NEUROMYELITIS OPTICA SPECTRUM DISORDERS (NMOSD) AND SYSTEMIC LUPUS ERYTHEMATOSUS (SLE): DOUBLE DISEASE BURDEN AND DILEMMA
- Anna Abou-Raya, Egypt
Abstract
Background and Aims
Neuromyelitis optica (NMO), neuromyelitis optica spectrum disorders (NMOSD) and transverse myelitis are auto-antibody mediated chronic inflammatory demyelinating CNS diseases that can occur idiopathic or in conjunction or may overlap with autoimmune rheumatic diseases. Although rare, these immune-mediated CNS diseases pose a diagnostic and therapeutic challenge to the treating physician posing a dilemma in clinical practice.
Methods
To illustrate the difficulty and dilemma in distinguishing NPSLE from NMOSD we present a case report of a 42-year-old female with a six-year history of SLE that presented with a 2-day complaint of progressive numbness and flaccid paralysis in both legs, fatigue and a malar rash.

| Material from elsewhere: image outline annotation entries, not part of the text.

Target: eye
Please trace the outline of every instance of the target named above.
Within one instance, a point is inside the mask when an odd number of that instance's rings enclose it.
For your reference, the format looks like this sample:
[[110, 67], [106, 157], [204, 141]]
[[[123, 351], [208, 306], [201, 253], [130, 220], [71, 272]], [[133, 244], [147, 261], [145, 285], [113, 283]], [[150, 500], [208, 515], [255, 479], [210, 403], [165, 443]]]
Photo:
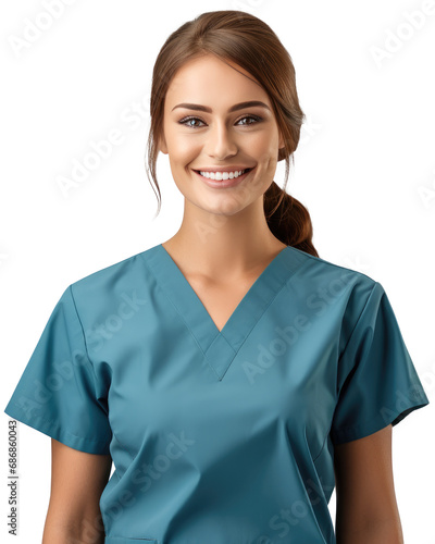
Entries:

She then developed urinary and rectal incontinence and was unable to walk or stand unassisted. Flaccid leg paralysis, lower extremity paresthesia, and a positive Babinski response on the right side were noted on physical exam.The workup included serology for antinuclear, anti-double-stranded, antiphospholipid antibodies, blood count, ESR and CRP, lumbar puncture and MRI of her spine and brain.
Results
Workup revealed strong ANA positivity, NMO-IgG antibody (antibody to aquaporin 4 IgG (AQP4-IgG)) was positive and MRI of the spine demonstrated extensive hyperintense T2 signal abnormality throughout the spinal cord.
Conclusions
This case is further evidence that they can be co-existing conditions and although demyelination can be related to SLE activity it can sometimes be difficult to distinguish NPSLE from NMOSD. Early recognition of NMOSD in patients with autoimmune rheumatic diseases presenting with a CNS event is key.The therapeutic implications of these relationships are important because they can influence the timing and selection of immunosuppressive therapy.
THE RISK OF INFECTION IN PATIENTS WITH POLYMYOSITIS AND DERMATOMYOSITIS TREATED WITH DIVERSE IMMUNOSOPRESSIVE THERAPY: A LARGE CROSS-SECTIONAL STUDY
- Naim Mahroum, Israel
Abstract
Background and Aims
Polymyositis and dermatomyositis (PM/DM) are chronic inflammatory diseases affecting the muscle, often require immunosuppressive therapy that may increase the risk for infections.
Methods
We utilized the CLALIT database (2,085 cases – 1,475 with DM and 610 with PM) and conducted a cross-sectional study to assess which drug conferred a higher risk of infection.
Results
At the multivariate regression analysis, adjusting for confounding factors such as age and gender, azathioprine was associated with a higher risk of developing parvovirus (OR 4.16 [95%CI 2.39-7.23]), EBV (OR 2.35 [95%CI 1.74-3.16]) and tuberculosis (OR 4.14 [95%CI 1.12-15.25]). The administration of methotrexate was associated with a higher risk of developing EBV (OR 2.09 [95%CI 1.64 to 2.66]) and VZV (OR 2.07 [95%CI 1.34 to 3.20]). The use of cyclophosphamide did not significantly impact on the risk of infections, whereas plasmapheresis conferred a higher risk of developing HCV (OR 19.83 [95%CI 2.18 to 180.71], parvovirus (OR 49.31 [95%CI 8.55 to 284.27]) and EBV (OR 5.89 [95%CI 1.27 to 27.31]). The use of rituximab resulted in a higher risk of developing HBV (OR 5.10 [95%CI 1.77 to 14.71]), parvovirus (OR 4.69 [95%CI 2.13 to 10.31]), and EBV (OR 3.84 [95%CI 2.46 to 5.98]). Finally, the use of steroids conferred a higher risk of EBV.
Conclusions
Patients with PM/ DM and mainly those treated with immunosuppressive therapy ar at higher risk of viral infections and clinicians could use these findings to properly plan the management and treatment of PM/DM patients.